Topic Modeling Partner Blog Post – Carly Rome and Jacquie Behan

Lowering the number of topics causes MALLET to generate broader topics. Lowering the number of topics too much can make topics too vague. We recommend using a higher number of iterations for topic modeling through MALLET because it makes it easier to identify common topics among the words generated. However, too many topics combined with too many iterations can make the results too specific, which isn’t helpful either.

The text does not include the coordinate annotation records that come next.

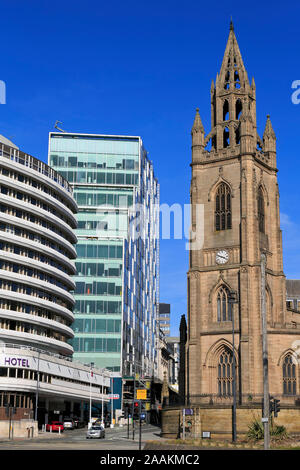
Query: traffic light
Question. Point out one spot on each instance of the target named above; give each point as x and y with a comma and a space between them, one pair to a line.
135, 410
276, 407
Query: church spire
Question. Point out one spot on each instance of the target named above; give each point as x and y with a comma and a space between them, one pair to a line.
233, 74
197, 126
269, 131
269, 141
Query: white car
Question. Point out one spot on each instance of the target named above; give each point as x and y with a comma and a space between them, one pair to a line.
96, 432
68, 423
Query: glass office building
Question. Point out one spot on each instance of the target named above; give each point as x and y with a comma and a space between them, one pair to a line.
117, 271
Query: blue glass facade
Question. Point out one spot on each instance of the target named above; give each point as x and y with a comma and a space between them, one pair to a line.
116, 276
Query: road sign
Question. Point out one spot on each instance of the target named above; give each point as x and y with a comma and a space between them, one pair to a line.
141, 394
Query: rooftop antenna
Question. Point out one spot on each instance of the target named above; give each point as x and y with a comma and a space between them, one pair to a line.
58, 128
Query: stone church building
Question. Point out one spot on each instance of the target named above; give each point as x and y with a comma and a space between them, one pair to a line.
234, 178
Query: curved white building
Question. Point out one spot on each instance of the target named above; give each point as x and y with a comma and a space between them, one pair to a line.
38, 378
36, 252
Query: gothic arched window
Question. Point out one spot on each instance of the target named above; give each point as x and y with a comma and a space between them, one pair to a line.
223, 207
225, 111
238, 109
223, 305
226, 140
289, 376
225, 373
261, 211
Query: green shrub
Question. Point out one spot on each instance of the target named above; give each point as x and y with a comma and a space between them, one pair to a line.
256, 430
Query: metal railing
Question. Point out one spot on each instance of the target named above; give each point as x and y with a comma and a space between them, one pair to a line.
246, 399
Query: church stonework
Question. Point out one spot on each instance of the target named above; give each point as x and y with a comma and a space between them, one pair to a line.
234, 177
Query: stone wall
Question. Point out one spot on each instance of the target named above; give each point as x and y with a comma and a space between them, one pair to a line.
218, 420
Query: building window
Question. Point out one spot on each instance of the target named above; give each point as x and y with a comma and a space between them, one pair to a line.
225, 373
261, 211
289, 376
223, 208
223, 305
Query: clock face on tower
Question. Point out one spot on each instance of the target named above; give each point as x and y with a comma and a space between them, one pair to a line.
222, 256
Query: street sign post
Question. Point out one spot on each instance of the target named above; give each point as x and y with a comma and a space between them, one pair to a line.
141, 394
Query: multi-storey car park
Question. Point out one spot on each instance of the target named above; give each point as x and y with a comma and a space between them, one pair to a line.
37, 222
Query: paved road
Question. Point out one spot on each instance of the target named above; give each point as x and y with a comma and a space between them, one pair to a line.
115, 439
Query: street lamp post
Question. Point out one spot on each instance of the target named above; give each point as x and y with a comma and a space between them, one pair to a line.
233, 300
91, 375
102, 400
37, 388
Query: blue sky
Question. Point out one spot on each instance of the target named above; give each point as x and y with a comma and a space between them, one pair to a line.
141, 68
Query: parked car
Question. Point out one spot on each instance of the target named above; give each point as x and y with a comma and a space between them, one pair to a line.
55, 426
95, 432
78, 423
69, 423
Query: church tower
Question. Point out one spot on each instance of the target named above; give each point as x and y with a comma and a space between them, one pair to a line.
234, 179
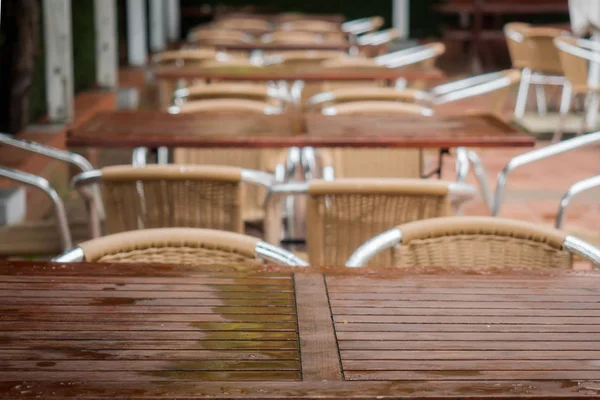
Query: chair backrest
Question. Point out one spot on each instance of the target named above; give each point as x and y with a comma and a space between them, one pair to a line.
181, 246
226, 104
310, 25
243, 24
542, 54
514, 33
481, 242
350, 94
293, 37
158, 196
574, 67
362, 25
184, 56
342, 214
211, 35
229, 90
371, 107
303, 57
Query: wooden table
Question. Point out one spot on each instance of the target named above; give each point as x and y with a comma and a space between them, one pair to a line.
157, 128
275, 73
156, 332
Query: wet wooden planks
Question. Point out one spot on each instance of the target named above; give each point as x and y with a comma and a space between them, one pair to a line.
124, 328
125, 331
459, 328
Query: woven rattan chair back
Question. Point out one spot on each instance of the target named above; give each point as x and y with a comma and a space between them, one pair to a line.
375, 163
159, 196
258, 159
480, 242
179, 246
343, 214
542, 53
309, 25
515, 41
575, 68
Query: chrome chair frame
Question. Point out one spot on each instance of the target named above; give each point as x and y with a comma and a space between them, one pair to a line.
393, 237
93, 177
359, 26
588, 50
61, 155
459, 192
576, 189
528, 158
529, 77
265, 251
59, 207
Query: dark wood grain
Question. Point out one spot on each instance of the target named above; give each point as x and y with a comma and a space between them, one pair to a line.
291, 73
157, 128
99, 331
320, 359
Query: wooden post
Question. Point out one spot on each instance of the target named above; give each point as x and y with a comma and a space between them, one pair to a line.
401, 17
137, 42
173, 20
158, 40
107, 62
59, 59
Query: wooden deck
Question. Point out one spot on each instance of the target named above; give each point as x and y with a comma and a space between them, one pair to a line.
100, 331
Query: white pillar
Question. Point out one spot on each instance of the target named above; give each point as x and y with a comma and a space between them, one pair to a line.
401, 17
107, 56
59, 59
173, 20
157, 24
137, 43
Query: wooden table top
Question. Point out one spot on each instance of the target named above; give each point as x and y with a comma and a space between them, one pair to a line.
289, 73
99, 331
159, 128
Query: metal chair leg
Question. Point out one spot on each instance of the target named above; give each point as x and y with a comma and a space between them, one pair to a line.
540, 95
523, 93
565, 107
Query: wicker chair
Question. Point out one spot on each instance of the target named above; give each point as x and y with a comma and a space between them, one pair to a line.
372, 163
344, 213
534, 51
180, 246
362, 25
158, 196
309, 26
474, 242
575, 56
257, 159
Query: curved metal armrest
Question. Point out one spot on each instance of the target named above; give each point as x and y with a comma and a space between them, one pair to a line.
62, 155
582, 248
44, 185
374, 246
259, 177
573, 191
271, 253
536, 155
470, 87
74, 255
406, 57
585, 49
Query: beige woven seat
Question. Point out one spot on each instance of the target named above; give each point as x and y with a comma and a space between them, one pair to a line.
180, 247
534, 51
309, 25
474, 243
257, 159
373, 163
576, 55
342, 214
158, 196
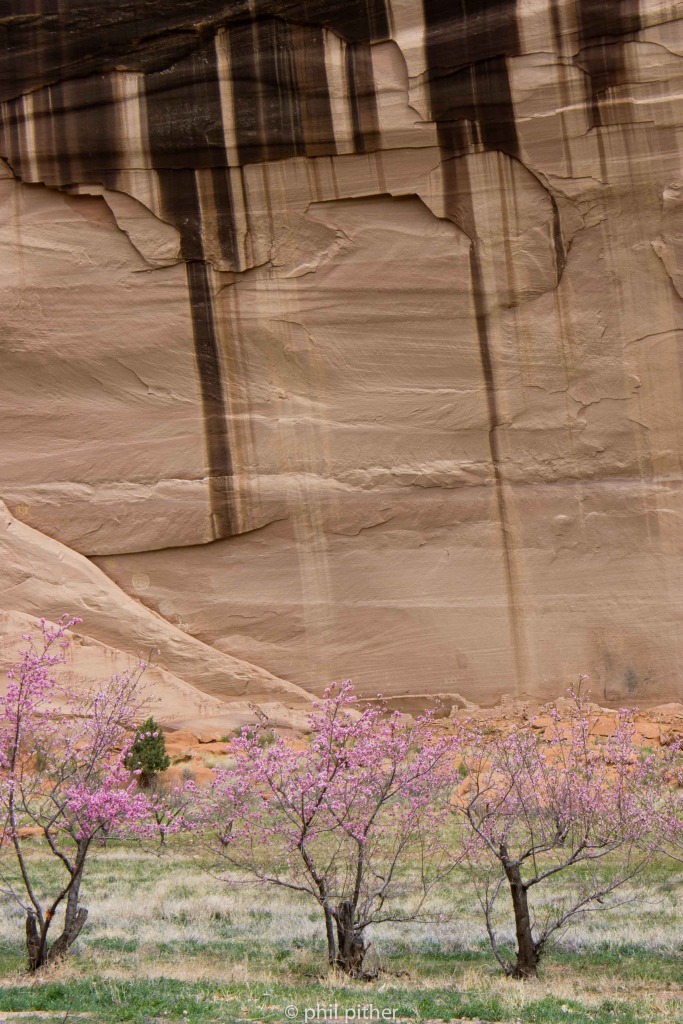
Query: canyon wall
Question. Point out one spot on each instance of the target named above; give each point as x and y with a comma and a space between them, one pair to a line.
343, 338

Comparing both of our word lists, we both had the topics:

  1. Crime- (Carly – Crime: police man inspector lestrade colonel crime death reason evidence murder mystery affair case present remained criminal force arrest account undoubtedly/Jacquie- Crime- man police found inspector dead crime death body evidence reason murder blood night shot person)
  2. Murder/Death- (Carly- Death: found end lay dead hand part body long deep lost close blood finally carried showed attention broken shot leaving horror/ Jacquie- Murder- found dead man death crime body evidence terrible unfortunate attempt violence words occurred instantly action save murderer committed escape murdered)
  3. Characteristics/Appearance of a Person- (Carly- Characteristics: face eyes man red black white dark looked thin features hair lips tall appearance blue drawn expression pale heavy hat/ Jacquie-Appearance-face eyes man dark tall looked features expression thin lips pale mouth figure companion appearance)

Crime was found the most (74 times) in the Second Stain story and the least (2 times) in the Musgrave Ritual. Murder/death was found the most (28 times) in the Norwood Builder and the least (2 times) in the Noble Bachelor. Characteristics/appearance of a person was found the most (27 times) in the Mazarin Stone story and the least (2 times) in The Speckled Band.

Our two questions about the data are:

  1. Can any of the words in these topics have double meanings or be misinterpreted without context? How can this affect the accuracy and helpfulness of topic modeling?
  2. Is it okay to ignore one or two words that may not correlate with the rest of the words within a topic? Why or why not?